TÜİK verilerine göre 560 bin vatandaşın işe yerleşmesi sonucu işsizlik oranı yüzde 9,6’ya gerilerken, İŞKUR’a göre ise işsiz sayısı 148 bin kişi arttı. Veriler arasındaki uçurum tartışma yaratırken, her iki kurumun da devlete ait olması vatandaşın kafasını daha da karıştırdı.

Konuyu eskisehir.net mikrofonuna değerlendiren vatandaşlar, geçim sıkıntısını ve çarşı-pazarda gördükleri fiyatların TÜİK’in açıkladığı enflasyon verilerine uymamasını gerekçe göstererek, güven erozyonu yaşadıklarını ifade etti. Yurttaş, siyasi baskılardan ötürü verilerin kasıtlı olarak değiştirildiğini savundu.

“Bu kurumlara güvenmek zorundayız”

Kurumların kullandığı veri tabanları arasında fark olabileceğini kaydeden Kurmiss Kuruyemiş firmasının sahibi 50 yaşındaki Emre Akbacak, “Bu çok kötü bir şey. Sonuçta biz bu kurumlara güvenmek zorundayız.

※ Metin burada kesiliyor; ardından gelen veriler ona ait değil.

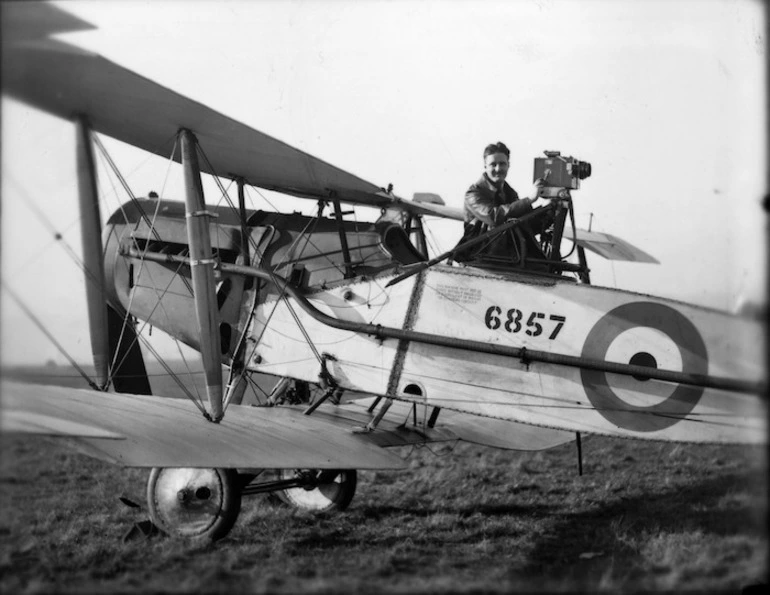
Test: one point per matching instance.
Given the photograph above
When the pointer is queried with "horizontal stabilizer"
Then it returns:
(164, 432)
(609, 246)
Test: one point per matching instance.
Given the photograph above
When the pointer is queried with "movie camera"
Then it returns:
(560, 173)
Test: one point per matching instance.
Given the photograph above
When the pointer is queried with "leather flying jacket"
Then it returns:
(486, 203)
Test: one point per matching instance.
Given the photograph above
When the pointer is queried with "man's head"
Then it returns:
(496, 162)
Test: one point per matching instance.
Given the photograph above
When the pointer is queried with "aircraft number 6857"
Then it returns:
(512, 322)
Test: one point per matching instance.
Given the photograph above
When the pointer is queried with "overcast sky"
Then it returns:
(665, 99)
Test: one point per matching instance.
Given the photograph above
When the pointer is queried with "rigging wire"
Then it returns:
(152, 231)
(19, 302)
(257, 251)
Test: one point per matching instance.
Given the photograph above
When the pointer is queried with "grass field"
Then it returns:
(643, 517)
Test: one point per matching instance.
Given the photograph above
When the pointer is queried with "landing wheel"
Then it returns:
(187, 502)
(328, 489)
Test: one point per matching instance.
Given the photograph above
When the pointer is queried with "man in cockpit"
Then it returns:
(490, 202)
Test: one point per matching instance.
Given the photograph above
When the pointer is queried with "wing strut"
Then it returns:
(202, 269)
(93, 254)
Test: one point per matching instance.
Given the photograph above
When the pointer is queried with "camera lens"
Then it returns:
(583, 169)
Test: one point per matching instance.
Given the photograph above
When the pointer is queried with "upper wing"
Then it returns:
(609, 246)
(66, 81)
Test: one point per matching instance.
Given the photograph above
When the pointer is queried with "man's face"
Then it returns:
(496, 167)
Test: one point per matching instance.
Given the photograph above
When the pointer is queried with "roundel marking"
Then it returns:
(672, 324)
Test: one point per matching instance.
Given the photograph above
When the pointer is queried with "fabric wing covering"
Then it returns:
(149, 431)
(67, 81)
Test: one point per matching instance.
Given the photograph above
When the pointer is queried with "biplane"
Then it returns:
(520, 353)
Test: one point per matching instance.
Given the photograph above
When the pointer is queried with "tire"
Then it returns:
(334, 492)
(191, 502)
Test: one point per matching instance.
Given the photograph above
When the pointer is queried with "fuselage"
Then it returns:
(452, 337)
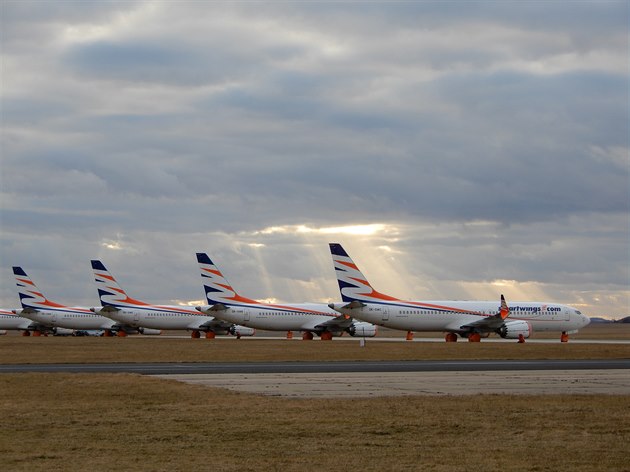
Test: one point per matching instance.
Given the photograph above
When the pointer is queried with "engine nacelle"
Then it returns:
(362, 329)
(150, 331)
(238, 330)
(512, 329)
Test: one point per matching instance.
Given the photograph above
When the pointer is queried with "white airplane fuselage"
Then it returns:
(74, 318)
(451, 315)
(11, 321)
(294, 317)
(158, 317)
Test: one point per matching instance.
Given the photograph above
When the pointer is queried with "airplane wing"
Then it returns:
(490, 323)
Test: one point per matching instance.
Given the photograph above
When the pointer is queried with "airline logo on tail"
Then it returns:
(353, 285)
(218, 289)
(109, 292)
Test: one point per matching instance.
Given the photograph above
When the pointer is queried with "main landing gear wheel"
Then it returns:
(451, 338)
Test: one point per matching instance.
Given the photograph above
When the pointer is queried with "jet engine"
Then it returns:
(150, 331)
(362, 329)
(238, 330)
(62, 331)
(512, 329)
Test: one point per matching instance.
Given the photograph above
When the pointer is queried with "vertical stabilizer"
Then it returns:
(109, 291)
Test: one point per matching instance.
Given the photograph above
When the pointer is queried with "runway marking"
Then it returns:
(334, 385)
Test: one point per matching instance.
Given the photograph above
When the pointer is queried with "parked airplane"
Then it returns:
(55, 317)
(117, 305)
(470, 319)
(310, 318)
(9, 321)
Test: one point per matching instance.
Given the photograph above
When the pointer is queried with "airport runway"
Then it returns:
(367, 385)
(323, 367)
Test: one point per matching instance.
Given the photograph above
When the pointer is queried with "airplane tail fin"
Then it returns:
(353, 285)
(109, 291)
(30, 296)
(218, 290)
(504, 310)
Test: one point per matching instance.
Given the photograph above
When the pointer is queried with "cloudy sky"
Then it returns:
(458, 150)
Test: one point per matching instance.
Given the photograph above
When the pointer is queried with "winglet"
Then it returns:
(505, 310)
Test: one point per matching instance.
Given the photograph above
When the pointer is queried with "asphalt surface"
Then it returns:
(323, 367)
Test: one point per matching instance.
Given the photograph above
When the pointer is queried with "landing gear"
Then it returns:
(326, 336)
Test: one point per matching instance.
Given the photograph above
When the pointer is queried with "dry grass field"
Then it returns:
(78, 422)
(20, 350)
(17, 350)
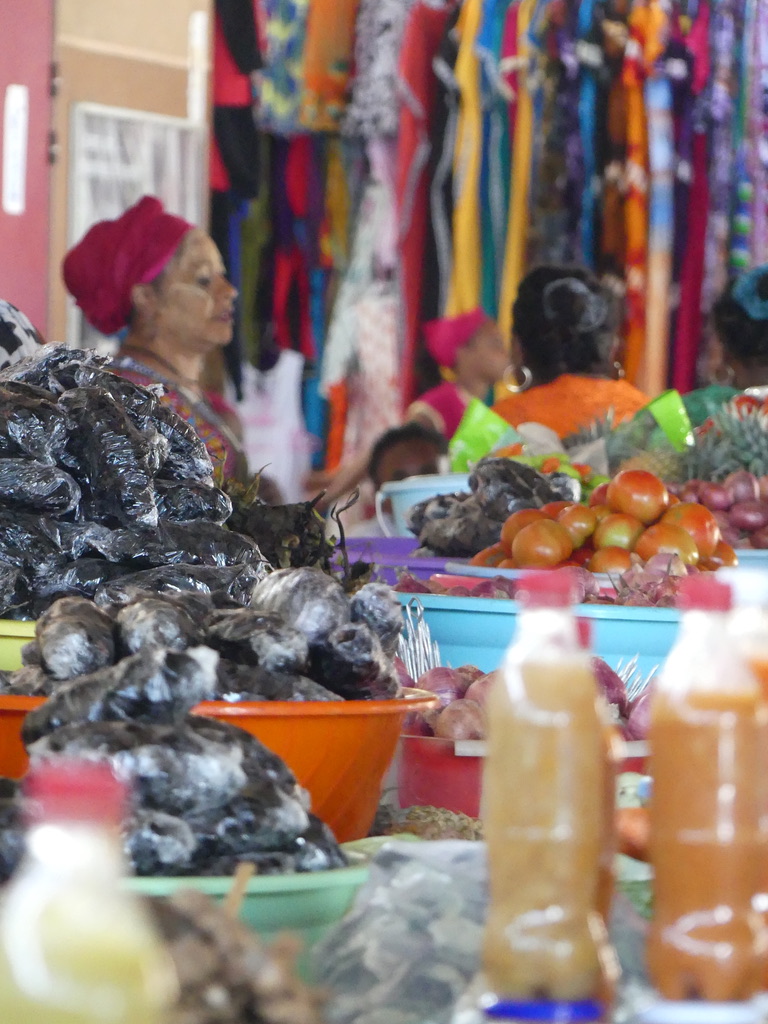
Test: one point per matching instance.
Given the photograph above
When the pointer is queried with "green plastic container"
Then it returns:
(13, 635)
(305, 904)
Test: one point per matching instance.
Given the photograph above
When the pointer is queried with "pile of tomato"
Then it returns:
(629, 519)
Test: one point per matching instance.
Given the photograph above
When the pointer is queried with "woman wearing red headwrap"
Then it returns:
(472, 347)
(162, 280)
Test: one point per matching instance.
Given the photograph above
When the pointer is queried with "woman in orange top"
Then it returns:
(564, 328)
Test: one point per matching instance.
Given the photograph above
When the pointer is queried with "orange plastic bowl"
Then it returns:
(13, 711)
(339, 751)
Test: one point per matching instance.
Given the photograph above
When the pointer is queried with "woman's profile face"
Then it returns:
(196, 302)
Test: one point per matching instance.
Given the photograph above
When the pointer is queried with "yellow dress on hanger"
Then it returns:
(466, 274)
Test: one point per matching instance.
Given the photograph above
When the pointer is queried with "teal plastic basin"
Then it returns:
(477, 631)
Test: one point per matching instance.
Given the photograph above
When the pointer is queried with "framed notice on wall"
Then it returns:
(117, 156)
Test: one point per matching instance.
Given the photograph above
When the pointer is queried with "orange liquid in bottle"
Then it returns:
(544, 794)
(758, 663)
(708, 850)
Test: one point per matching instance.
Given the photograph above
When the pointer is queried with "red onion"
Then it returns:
(750, 515)
(638, 721)
(480, 687)
(462, 720)
(715, 496)
(469, 673)
(610, 684)
(415, 724)
(742, 485)
(446, 684)
(402, 675)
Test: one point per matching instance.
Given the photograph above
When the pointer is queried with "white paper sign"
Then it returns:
(15, 135)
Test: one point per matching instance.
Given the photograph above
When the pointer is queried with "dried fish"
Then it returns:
(153, 623)
(171, 768)
(254, 637)
(312, 602)
(351, 663)
(187, 501)
(156, 686)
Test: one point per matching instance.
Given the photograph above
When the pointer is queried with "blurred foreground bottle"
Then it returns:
(544, 812)
(708, 841)
(75, 947)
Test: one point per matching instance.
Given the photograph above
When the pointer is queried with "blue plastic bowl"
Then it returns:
(477, 630)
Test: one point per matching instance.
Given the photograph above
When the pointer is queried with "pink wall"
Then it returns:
(27, 39)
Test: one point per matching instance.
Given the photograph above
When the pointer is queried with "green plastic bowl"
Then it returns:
(13, 635)
(305, 904)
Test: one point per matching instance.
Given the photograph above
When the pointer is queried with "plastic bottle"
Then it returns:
(707, 739)
(749, 628)
(543, 809)
(76, 948)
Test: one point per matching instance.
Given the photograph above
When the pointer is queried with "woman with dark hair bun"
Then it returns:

Eğer farklı veri tabanlarını kullanarak ortaya farklı rakamlar çıkartıyorlarsa vatandaş olarak şüpheye düşüyoruz. Bazı siyasi baskılar sonucu rakamları bu şekilde açıklamak zorunda kalıyor olabilirler” ifadelerini kullandı.

“Vatandaşın güveni yıkıldı”

Akbacak, “Rakamları birbirine yaklaştırabildikleri son nokta bu… Bu da çok acı bir şey. Vatandaşın devletin verdiği rakamlara karşı olan güveni enflasyon rakamlarından sonra zaten yıkılmıştı. İyice de azaldığını düşünüyorum. İŞKUR’un açıkladığı rakam muhtemelen daha doğrudur çünkü işsizlik parası ödüyorlar. Bu nedenle elindeki rakamlar daha mantıklıdır. TÜİK’e olan inancım açıkladığı enflasyon rakamlarından sonra bütün ülke gibi benim de azaldı” dedi.

“Ben inanmıyorum, bunların hepsi yalan”

İşsizliğin arttığını tahmin eden 61 yaşındaki Kenan Kul da “Ben inanmıyorum, bunların hepsi yalan… Devlet bunları ayarlıyor. TÜİK yalan söylüyor. İşsizlik azalır mı? Durmadan çoğalıyor. Nerede azalmış? Ben inanmıyorum. İş beğenmeme de var. Adama ‘Gel, çalış’ diyorsun, çalışmıyor. 5 bin 500-6 bin lira veriyorlar, yine çalışmıyor. Bizim millet sıkıntıya gelemiyor. Yattığımız yerden yiyelim, içelim… Rahatımıza bakalım” yorumunu yaptı.

“Kime inanacağımızı bilemiyoruz”

İşsizliğin azaldığı yönünde duyum aldığını dile getiren 75 yaşındaki Mustafa Suer, “İşsizlik yüzde 10’lardan yüzde 9’lara düştü diyorlar. Bunlar siyasi haberler. Televizyonlar da ona göre haber yapıyorlar, amaçlı yani… Herkes kendi davulunu çalıyor. Hangisi yalan hangisi doğru? Kime inanacağımızı bilemiyoruz” bilgisini verdi.

“İkisi de devlet kurumu, bilemem”

İki kurumun da devlete ait olduğunu belirten 60 yaşındaki Kemal Tüfekçi, “Bilemem, kendilerinin bileceği iş fakat Türkiye’de çalışana iş var. Geçen gün televizyonda seyrettim. 100 metrelik yolda 150 tane iş ilanı var. Gelen insanlar da işi beğenmiyor. Herkes masa başı iş istiyor. İnsanlarda iş beğenmeme var. Parası bol olsun, masa başı olsun… Öyle iş varsa emekliyim ama ben de gireyim. Masa başı iş istiyorlarsa okuyacaklar, yüksek lisans yapacaklar” diye konuştu.

“İşsizliğin artması mümkün değil”

Organizedeki fabrikaların işçi bulamadığını savunan 68 yaşındaki Faik Kutlu ise “Ben organizenin içindeyim, çalışmıyor adamlar… Asgari ücreti beğenmiyorlar, parklarda oturuyorlar. Ceplerinde para olmasa burada gezebilirler mi? İşsizliğin artması mümkün değil. İşsizlik ne gezer? Herkesin cebinde para var” değerlendirmesinde bulundu.